Solution: Track tool executions before reflection, rollback on failure, store update arguments for potential recreation.
Performance Considerations
- Async Execution: All tool execution happens in coroutines, allowing concurrent processing
- Streaming: Text streams immediately, providing low-latency feedback
- Caching: Rich elements are cached to avoid re-computation
- History Management: Conversation history is stored efficiently, loaded on-demand
Conclusion
Building an AI agent with tool calling requires careful orchestration of streaming APIs, tool execution, and conversation management. AWS Bedrock's streaming APIs provide a solid foundation, but the real challenge is in:
- Robust Tool Architecture: Clean interfaces, dependency injection, and schema validation
- Stream Processing: Handling incremental data, managing state, and coordinating execution
- Error Handling: Validation, rollback, and graceful degradation
- User Experience: Streaming responses, rich UI elements, and natural conversation flow
The system we've built handles all of these concerns while maintaining a clean, extensible architecture.
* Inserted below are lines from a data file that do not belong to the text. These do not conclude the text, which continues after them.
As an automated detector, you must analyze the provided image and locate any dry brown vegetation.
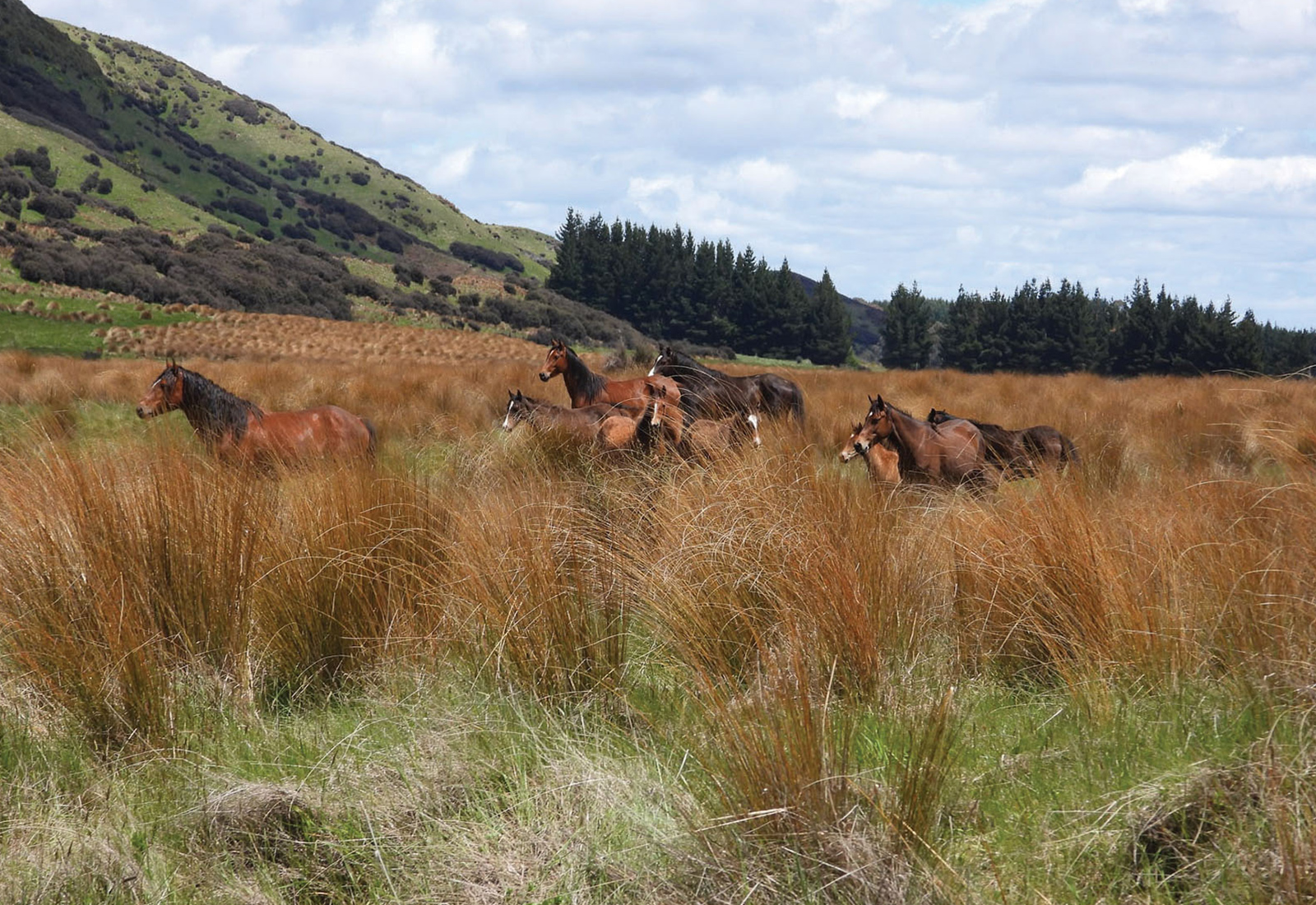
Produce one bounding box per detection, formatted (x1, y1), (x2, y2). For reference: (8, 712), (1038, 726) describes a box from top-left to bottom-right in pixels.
(0, 334), (1316, 903)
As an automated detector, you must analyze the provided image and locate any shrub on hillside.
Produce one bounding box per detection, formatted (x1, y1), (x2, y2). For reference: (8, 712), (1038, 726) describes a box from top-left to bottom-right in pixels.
(447, 242), (525, 271)
(28, 192), (77, 220)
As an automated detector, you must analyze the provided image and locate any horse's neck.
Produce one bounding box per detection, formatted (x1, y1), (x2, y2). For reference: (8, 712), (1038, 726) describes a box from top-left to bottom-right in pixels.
(562, 350), (608, 406)
(179, 374), (265, 443)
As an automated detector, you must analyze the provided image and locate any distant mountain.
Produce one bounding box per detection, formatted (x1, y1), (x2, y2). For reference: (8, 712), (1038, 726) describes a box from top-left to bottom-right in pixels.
(795, 274), (887, 362)
(0, 0), (880, 360)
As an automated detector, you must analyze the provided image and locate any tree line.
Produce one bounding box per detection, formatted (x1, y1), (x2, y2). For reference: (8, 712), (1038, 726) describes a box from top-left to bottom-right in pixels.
(546, 209), (850, 364)
(882, 279), (1316, 376)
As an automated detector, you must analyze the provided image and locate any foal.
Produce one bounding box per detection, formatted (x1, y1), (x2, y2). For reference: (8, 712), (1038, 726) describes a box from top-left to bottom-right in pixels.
(841, 424), (900, 484)
(503, 389), (653, 451)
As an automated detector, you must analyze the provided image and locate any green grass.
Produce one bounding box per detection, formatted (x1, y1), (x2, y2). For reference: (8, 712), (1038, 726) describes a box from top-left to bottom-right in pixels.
(0, 291), (197, 355)
(0, 112), (221, 234)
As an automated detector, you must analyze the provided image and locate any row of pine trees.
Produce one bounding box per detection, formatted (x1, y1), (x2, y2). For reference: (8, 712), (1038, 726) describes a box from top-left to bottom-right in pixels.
(548, 209), (850, 364)
(882, 279), (1316, 376)
(548, 209), (1316, 376)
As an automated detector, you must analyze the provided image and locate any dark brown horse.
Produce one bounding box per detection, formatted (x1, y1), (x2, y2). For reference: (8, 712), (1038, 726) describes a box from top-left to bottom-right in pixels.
(649, 346), (804, 426)
(928, 409), (1079, 475)
(137, 362), (377, 463)
(680, 415), (763, 463)
(503, 389), (653, 450)
(841, 421), (900, 484)
(540, 340), (683, 443)
(860, 396), (999, 484)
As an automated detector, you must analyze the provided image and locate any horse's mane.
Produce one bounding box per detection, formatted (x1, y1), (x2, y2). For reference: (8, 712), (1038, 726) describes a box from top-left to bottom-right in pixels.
(928, 409), (1013, 433)
(178, 367), (265, 441)
(563, 346), (608, 398)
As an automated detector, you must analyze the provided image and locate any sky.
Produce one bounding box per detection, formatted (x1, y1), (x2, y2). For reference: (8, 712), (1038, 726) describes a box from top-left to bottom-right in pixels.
(26, 0), (1316, 327)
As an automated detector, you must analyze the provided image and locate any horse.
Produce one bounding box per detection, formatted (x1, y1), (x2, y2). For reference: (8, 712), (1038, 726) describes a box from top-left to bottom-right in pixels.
(841, 424), (900, 484)
(540, 340), (684, 444)
(928, 409), (1081, 475)
(503, 389), (654, 451)
(862, 395), (999, 485)
(137, 360), (379, 464)
(649, 346), (804, 428)
(928, 409), (1037, 477)
(679, 415), (763, 463)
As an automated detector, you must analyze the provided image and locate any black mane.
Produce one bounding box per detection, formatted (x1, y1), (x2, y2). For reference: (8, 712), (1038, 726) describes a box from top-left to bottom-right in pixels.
(178, 367), (265, 443)
(564, 346), (608, 400)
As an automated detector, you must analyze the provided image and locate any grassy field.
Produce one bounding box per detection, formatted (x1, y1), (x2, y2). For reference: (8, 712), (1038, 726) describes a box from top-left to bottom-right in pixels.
(0, 341), (1316, 905)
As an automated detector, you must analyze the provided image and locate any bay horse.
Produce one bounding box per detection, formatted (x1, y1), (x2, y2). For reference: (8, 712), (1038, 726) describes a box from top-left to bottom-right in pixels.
(503, 389), (653, 450)
(679, 415), (763, 463)
(862, 395), (999, 485)
(540, 340), (683, 444)
(137, 360), (378, 463)
(928, 409), (1081, 475)
(928, 409), (1037, 477)
(841, 424), (900, 484)
(649, 346), (804, 428)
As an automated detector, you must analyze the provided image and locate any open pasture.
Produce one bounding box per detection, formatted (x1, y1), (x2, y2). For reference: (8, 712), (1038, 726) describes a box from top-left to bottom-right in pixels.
(0, 341), (1316, 903)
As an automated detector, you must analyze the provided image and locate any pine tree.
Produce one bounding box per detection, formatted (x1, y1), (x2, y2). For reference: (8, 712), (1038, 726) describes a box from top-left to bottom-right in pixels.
(804, 270), (850, 364)
(882, 283), (932, 369)
(941, 287), (983, 374)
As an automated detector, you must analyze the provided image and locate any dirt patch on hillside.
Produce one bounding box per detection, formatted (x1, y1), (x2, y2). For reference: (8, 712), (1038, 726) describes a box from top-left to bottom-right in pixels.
(105, 312), (544, 364)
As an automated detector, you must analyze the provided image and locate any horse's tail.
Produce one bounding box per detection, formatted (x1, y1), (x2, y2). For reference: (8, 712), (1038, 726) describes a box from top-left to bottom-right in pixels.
(1061, 434), (1083, 466)
(360, 418), (379, 459)
(791, 387), (804, 428)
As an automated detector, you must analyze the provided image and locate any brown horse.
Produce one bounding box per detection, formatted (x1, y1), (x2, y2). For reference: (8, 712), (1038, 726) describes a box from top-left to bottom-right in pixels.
(862, 396), (1000, 485)
(503, 389), (653, 450)
(540, 340), (683, 444)
(841, 422), (900, 484)
(649, 346), (804, 428)
(928, 409), (1079, 475)
(137, 362), (378, 463)
(680, 415), (763, 462)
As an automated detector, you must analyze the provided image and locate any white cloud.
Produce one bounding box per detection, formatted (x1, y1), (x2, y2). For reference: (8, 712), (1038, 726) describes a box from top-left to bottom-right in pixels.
(1059, 141), (1316, 213)
(17, 0), (1316, 327)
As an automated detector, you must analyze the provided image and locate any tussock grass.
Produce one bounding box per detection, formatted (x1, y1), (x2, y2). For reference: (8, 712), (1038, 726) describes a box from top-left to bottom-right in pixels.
(0, 350), (1316, 903)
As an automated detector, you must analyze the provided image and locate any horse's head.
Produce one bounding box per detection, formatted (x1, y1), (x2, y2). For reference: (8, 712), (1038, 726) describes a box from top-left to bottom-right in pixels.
(540, 340), (568, 383)
(860, 393), (893, 439)
(503, 389), (531, 430)
(841, 424), (873, 462)
(137, 360), (183, 418)
(645, 346), (671, 378)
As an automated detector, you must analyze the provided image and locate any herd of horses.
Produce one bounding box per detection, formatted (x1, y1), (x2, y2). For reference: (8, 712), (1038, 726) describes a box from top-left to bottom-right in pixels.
(137, 341), (1079, 485)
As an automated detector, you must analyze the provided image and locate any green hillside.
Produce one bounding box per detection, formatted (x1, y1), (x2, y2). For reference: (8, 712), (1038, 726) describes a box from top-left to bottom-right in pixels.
(0, 0), (553, 268)
(0, 0), (668, 352)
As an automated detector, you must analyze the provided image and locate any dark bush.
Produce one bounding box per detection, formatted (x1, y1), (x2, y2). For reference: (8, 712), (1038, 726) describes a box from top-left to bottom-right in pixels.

New tools can be added by simply implementing the Tool interface and registering them in the dependency injection module.
For developers building similar systems, we recommend:
- Start with a simple tool interface
- Use dependency injection for tool registration
- Handle streaming incrementally with proper state management
- Implement validation for critical operations
- Design for multi-turn conversations from the start
The combination of AWS Bedrock's streaming APIs and a well-designed tool system creates a powerful platform for building AI agents that can actually take actions, not just answer questions.